There was another fact to go with a 9/12 ratio on TDs/INTs that worked against Jackson: He was injured twice that season and started only 12 of the 16 games.

Yet, this was Silver's version of what took place after Jackson's ineffective, injury-shortened season as a starter:

"From that point on, Childress began treating his young passer like a gawky date he was trying to dump at the school dance.''

In truth, Childress dumped Jackson after the 0-2 start in 2008 because Tarvaris gave him no choice with his void of playmaking. The coach dumped him in 2009 because he had a chance to bring in Brett Favre, who then authored a magnificent season that took the Vikings to overtime of the NFC title game.

And to make it sound as if there was a great mystery as to whether Favre would make another mid-August arrival in 2010, Jackson isn't astute enough to play quarterback in the NFL if he didn't realize the Grey Ego was coming back.

There was also no mention of the fact that when Favre finally gave way and his starting streak stopped at 297, Jackson started, was hurt twice in the game and closed out the season on injured reserve.

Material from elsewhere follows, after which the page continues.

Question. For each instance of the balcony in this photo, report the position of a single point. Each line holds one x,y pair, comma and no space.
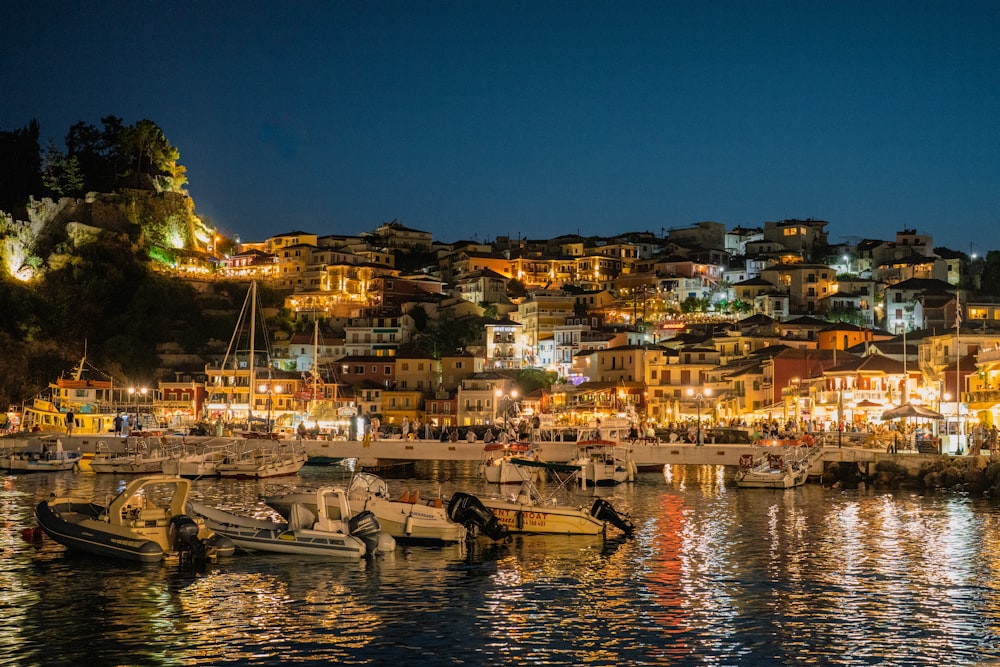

That's why, when I talked to Childress last month about Jackson signing with Seattle, he said:

"I'm biased toward Tarvaris, so I think he deserves another chance. What he has to do is prove that he can stay healthy. When you're replacing a quarterback who hasn't missed a game in 20 years, and you have to leave the game in the first quarter ... that sort of puts a spotlight on what has been a big problem for Tarvaris trying to make an impact in this league.''

Unfortunately for the Seahawks, Tarvaris, the coach and the general manager don't see it that way. They want to believe it was Childress, his main sponsor with the Vikings, that held down the quarterback, not his low rate of efficiency and high rate of injury.